We have mentioned that by default, the ``method`` in the
:func:`ethology.datasets.split.split_dataset_group_by` function is set to
``auto``, which automatically selects
the appropriate method based on the number of unique groups and
the requested number of folds. The number of required folds is calculated as
the closest integer to ``1 / min(list_fractions)``.

.. GENERATED FROM PYTHON SOURCE LINES 324-329

In this case, we have 15 unique species, and 1/0.3 ~ 3 folds. Since
there are more unique groups than folds, the the ``auto`` setting defers to
the preferred  "group k-fold" method. The "group k-fold" method is preferred
because it allows us to compute different disjoint splits for the same
requested fractions via the ``seed`` parameter.

.. GENERATED FROM PYTHON SOURCE LINES 331-336

If the number of unique groups is less than the requested
number of folds, the ``auto`` setting defers to
`approximate subset sum algorithm
<https://en.wikipedia.org/wiki/Subset_sum_problem#Fully-polynomial_time_approximation_scheme>`_.
to compute a solution.
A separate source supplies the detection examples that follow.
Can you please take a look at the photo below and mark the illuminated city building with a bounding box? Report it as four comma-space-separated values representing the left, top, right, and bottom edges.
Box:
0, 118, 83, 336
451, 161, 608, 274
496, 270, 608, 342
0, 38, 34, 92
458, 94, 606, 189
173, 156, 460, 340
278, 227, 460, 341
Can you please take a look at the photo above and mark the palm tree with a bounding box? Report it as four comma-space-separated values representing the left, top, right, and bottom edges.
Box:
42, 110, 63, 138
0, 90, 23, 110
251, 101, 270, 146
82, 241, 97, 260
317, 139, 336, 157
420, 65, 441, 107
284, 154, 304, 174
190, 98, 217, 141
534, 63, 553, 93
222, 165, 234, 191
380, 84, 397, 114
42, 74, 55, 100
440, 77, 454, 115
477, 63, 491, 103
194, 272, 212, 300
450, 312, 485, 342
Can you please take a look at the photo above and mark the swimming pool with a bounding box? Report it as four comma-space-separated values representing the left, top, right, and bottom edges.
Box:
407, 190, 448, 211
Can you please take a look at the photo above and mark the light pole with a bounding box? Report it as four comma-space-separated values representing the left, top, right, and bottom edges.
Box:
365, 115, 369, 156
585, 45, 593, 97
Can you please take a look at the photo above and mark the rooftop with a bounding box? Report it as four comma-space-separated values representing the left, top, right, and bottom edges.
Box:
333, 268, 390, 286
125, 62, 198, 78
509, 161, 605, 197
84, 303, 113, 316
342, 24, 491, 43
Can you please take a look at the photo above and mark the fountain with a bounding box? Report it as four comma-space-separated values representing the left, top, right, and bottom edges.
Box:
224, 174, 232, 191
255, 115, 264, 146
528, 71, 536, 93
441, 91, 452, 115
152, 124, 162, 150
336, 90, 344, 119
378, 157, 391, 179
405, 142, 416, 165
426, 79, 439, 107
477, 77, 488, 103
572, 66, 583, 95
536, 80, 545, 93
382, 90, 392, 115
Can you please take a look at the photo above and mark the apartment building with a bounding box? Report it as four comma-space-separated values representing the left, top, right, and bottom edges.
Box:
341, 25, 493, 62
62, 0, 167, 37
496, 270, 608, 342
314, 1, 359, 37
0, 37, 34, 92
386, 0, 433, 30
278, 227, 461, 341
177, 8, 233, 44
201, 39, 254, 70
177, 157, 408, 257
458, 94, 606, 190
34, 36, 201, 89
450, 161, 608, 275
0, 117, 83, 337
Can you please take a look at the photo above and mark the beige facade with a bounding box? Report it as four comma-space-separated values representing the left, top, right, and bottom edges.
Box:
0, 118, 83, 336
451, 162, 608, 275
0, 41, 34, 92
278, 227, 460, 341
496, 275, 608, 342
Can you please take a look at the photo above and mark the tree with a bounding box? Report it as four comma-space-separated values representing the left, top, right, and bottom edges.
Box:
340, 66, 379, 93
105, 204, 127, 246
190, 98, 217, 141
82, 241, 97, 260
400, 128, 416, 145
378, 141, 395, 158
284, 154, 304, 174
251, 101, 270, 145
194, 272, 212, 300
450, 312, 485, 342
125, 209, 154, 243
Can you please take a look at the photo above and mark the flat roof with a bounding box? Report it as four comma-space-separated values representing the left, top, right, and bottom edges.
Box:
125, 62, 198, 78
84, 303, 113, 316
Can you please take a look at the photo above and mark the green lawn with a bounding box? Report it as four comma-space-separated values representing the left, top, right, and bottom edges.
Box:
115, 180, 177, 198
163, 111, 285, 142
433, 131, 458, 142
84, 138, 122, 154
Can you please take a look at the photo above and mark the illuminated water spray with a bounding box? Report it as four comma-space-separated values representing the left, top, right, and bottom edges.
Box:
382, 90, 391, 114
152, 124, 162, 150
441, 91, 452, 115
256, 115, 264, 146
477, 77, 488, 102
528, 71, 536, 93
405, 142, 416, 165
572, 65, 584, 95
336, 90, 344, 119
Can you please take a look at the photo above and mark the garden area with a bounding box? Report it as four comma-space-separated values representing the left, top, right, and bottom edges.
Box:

We explore this case in the next section.

.. GENERATED FROM PYTHON SOURCE LINES 339-347

Split by input annotation file: approximate subset-sum approach
----------------------------------------------------------------
Let's consider another case, in which we would like to split the images in
the dataset by the annotation file they come from.

As before, we first compute the annotation file per image, which we
derive from the image filename. Then we add the annotation file array to
the dataset.

.. GENERATED FROM PYTHON SOURCE LINES 349-367

.. code-block:: Python


    # Get annotation file per image
    annotation_file_per_image_id = np.array(
        [
            split_at_any_delimiter(
                ds_all.map_image_id_to_filename[i],
                ["\\"],
            )[0]
            for i in ds_all.image_id.values
        ]
    )

    # Add to dataset
    ds_all["json_file"] = xr.DataArray(
        annotation_file_per_image_id, dims="image_id"
    )


.. GENERATED FROM PYTHON SOURCE LINES 368-372

We can now split the dataset by annotation file using the
:func:`ethology.datasets.split.split_dataset_group_by`
function with the ``method`` parameter set to ``apss``
(approximate subset-sum).

.. GENERATED FROM PYTHON SOURCE LINES 374-381

.. code-block:: Python

    ds_annotations_1, ds_annotations_2 = split_dataset_group_by(
        ds_all,
        group_by_var="json_file",
        list_fractions=[fraction_1, fraction_2],
        method="apss",
    )


.. rst-class:: sphx-glr-script-out

 .. code-block:: none

    2025-11-21 11:44:26.102 | INFO     | ethology.datasets.split:split_dataset_group_by:219 - Using approximate subset-sum method with epsilon=0.


.. GENERATED FROM PYTHON SOURCE LINES 382-390

The log message confirms we have used the "approximate subset-sum" method.
It also mentions an ``epsilon`` parameter, which is optional. This is the
percentage of the optimal solution that the solution is guaranteed to be
within. If ``epsilon`` is 0 (default), the solution will be the best solution
(optimal) for the requested fraction and grouping variable.

The algorithm computes the smallest subset to be less than
or equal to the smallest requested fraction.

.. GENERATED FROM PYTHON SOURCE LINES 392-404

.. code-block:: Python

    print(f"User specified fractions:{[fraction_1, fraction_2]}")

    output_fractions = [
        len(ds_annotations_1.image_id.values) / len(ds_all.image_id.values),
        len(ds_annotations_2.image_id.values) / len(ds_all.image_id.values),
    ]
    print(f"Output split fractions for epsilon 0: {output_fractions}")

    print(f"Subset 1 files: {np.unique(ds_annotations_1.json_file.values)}")
    print(f"Subset 2 files: {np.unique(ds_annotations_2.json_file.values)}")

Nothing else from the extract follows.